– Андреич, тебе тут пакет оставили, сказали, ты в курсе. Слушай, на будущее, ты предупреждай!
Левашов Кирилл Андреевич выскочил из невысокого белого здания буквально через считанные минуты.
– Спасибо, Леш!
– Да не за что, – ворчливо отозвался охранник. – Но ты реально, Андреич, предупреждай – я его за малым не послал!
Судмедэксперт клятвенно заверил и рысью поспешил на рабочее место, прижимая локтем злополучный пакет: с неба неспешно начинал накрапывать мелкий дождик, капли падали на разогретый асфальт и тут же высыхали, оставляя после себя только запах.
В кабинете Левашова пахло иначе: чаем, бутербродами и – самую малость – формалином.
Нашарив на столе нож, Кирилл Андреевич подцепил клапан толстого плотного бежевого конверта, взрезая жесткую хрустящую бумагу, и дернулся от внезапного звука: я стукнул о раму двери, предупреждая о себе:
– Добрый вечер, Кирилл Андреевич!
– Максим! – сердито рявкнул судмедэксперт, выдохнул, перевел дыхание и вежливо добавил. – Владимирович…
– Извините! – я примирительно улыбнулся и миролюбиво добавил. – Можно просто Максим.
Он посопел, сердито сверля меня взглядом, и вздохнул:
– Чай будешь?
– Буду! – согласился я.
Во-первых, мне было слегка неловко, что испугал человека, но что поделать, эти чары лучше ложатся, когда о присутствии колдующего не знают, а во-вторых, побегал я по городу сегодня изрядно.
Чай пах умопомрачительно, окрашивая кипяток в густой красновато-коричневый цвет.
– Камеры тоже ваша работа? Угощайся, – Левашов подвинул ко мне тарелку с бутербродами.
– Моя! – я вгрызся в сооружение из хлеба, колбасы и огурца, с наслаждением чувствуя, как проглоченный кусок рассасывается пищеводом, не успев добраться до желудка. – И давайте на ты!
– Ну, меня тогда Андреичем можешь звать, – согласился он, нарезая тонкими кружками помидоры и выкладывая их поверх брынзы, и, посмеиваясь, подвинул мне один. – Ешь-ешь, огурцы-помидоры свои, брынза домашняя!
Чай оказался крепким и сладким, брынза – в меру соленой, а помидор – мясистым и спелым.
Примерно так я и представлял себе гастрономическое счастье.
Я вдумчиво жевал, на практике убеждаясь в том, что уже отметил индикатор ядов в одном из колец. Тонкая полоска серого, словно припыленного металла, видимая только братьям по Ордену по умолчанию и в фоновом режиме проверяющая всю мою пищу, уверенно сигнализировала о высочайшей свежести продуктов и их отменном качестве.
Даже неловко сделалось: человек со мной от всей души ужином поделился, а я его – пугать.

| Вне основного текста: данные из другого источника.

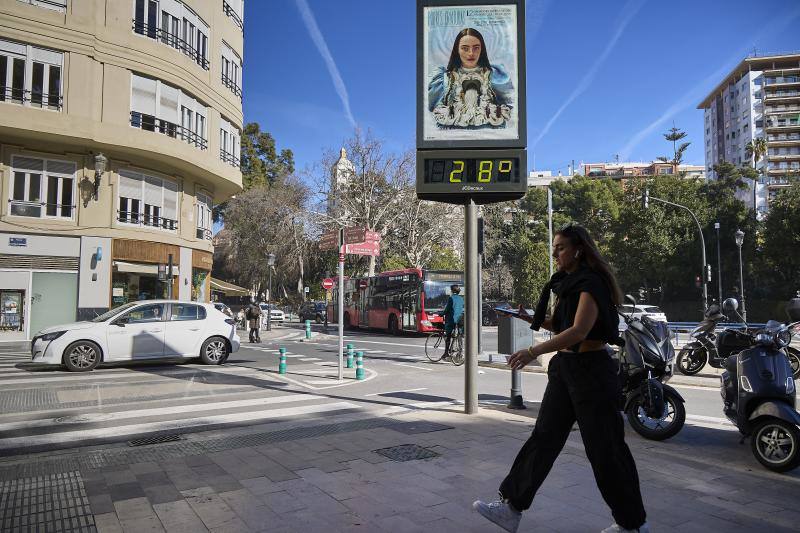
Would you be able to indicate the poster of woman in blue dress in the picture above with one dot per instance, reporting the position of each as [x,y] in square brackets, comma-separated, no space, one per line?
[471,67]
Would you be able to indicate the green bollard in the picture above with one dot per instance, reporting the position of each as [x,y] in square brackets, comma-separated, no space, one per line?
[360,366]
[282,361]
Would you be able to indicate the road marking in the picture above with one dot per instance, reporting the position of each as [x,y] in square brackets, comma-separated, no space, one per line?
[168,425]
[160,411]
[412,366]
[394,392]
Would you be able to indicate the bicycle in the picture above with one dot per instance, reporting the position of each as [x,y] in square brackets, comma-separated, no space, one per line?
[435,343]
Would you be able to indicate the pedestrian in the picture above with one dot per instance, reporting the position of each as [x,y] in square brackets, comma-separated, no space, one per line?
[582,385]
[253,314]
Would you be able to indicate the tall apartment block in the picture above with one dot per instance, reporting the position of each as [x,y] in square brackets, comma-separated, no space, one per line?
[119,129]
[759,98]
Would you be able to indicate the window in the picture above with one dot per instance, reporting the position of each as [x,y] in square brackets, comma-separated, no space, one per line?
[42,188]
[147,201]
[231,70]
[145,313]
[180,27]
[204,216]
[187,312]
[30,76]
[229,143]
[156,106]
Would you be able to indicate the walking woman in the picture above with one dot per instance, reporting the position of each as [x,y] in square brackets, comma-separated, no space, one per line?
[582,385]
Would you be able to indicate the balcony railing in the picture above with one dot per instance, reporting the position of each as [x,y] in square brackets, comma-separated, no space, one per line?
[154,32]
[151,123]
[231,84]
[229,158]
[204,233]
[142,219]
[30,98]
[22,208]
[226,7]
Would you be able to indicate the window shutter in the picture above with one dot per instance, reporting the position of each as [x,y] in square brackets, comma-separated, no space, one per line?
[143,95]
[168,106]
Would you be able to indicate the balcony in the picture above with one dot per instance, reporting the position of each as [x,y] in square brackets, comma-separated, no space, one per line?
[156,33]
[234,16]
[148,221]
[229,158]
[42,100]
[231,84]
[151,123]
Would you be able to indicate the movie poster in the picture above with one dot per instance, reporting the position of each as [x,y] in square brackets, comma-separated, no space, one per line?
[471,71]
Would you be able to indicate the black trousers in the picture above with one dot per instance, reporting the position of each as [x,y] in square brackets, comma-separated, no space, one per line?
[582,387]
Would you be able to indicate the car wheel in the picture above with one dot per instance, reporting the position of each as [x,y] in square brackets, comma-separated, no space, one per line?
[81,356]
[214,351]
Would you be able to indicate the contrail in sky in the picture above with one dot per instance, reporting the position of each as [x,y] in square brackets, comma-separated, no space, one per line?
[693,95]
[628,12]
[322,47]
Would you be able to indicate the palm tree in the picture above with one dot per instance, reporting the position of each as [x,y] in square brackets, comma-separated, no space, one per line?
[674,135]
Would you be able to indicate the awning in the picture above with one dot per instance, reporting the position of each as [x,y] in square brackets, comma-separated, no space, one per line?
[141,268]
[228,288]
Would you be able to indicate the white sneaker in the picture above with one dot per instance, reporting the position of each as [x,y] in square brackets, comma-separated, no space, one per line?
[616,528]
[500,513]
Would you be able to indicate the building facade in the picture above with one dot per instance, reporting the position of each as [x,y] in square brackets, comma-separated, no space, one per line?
[760,98]
[119,129]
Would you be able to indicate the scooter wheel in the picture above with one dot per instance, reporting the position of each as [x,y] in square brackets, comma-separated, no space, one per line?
[776,445]
[690,362]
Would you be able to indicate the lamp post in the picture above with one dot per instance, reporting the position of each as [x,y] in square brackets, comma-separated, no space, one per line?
[646,204]
[739,241]
[499,277]
[270,264]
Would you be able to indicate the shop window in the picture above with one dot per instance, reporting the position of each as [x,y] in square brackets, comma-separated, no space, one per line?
[42,188]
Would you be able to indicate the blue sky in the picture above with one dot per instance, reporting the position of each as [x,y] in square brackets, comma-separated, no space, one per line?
[605,77]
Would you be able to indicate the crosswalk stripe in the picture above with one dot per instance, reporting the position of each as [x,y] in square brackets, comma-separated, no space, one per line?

Но тут не в моем желании дело: невидимость – капризная штука, от внимания ее труднее удерживать. Поймав за хвост желание еще раз извиниться перед коллегой, убедился, что в кружке пусто, бутерброды съедены, и со вздохом резюмировал:
– Пора за работу. Где там ваши санитары?
– Отослал. Не помешают, – заверил Кирилл Андреевич. – Идем.
Судмедэксперт провел меня в прозекторскую, помог переложить тело на стол и по моей просьбе покинул помещение, заперев дверь снаружи. Когда мне понадобится выйти – я его позову. Ну, или сам дверь открою, не велика проблема.
Старый, не единожды проверенный в деле диктофон повис на шее на заговоренном шнурке. Письменный отчет наберу потом, а пока – так.
Личность третьей жертвы до сих пор не была установлена, по крайней мере, ни у одного из моих источников таких сведений не было, вот и лежала сейчас потеряшка с биркой на ноге и на столе в прозекторской, под холодным и ровным светом, и не обивали пороги безутешные родственники в желании получить тело, чтобы предать его земле.
В отчете Левашова было сказано, что ее убили ударом в грудь, предварительно оглушив. Тело обнаружили в парке, там же, скорее всего, и убили. Полицию вызвали местные собачники, к моменту приезда следственно-розыскной бригады с момента смерти прошло не менее шести часов. Позднее экспертиза установила, что смерть наступила в районе полуночи. Денег, документов и иных ценностей при погибшей обнаружено не было.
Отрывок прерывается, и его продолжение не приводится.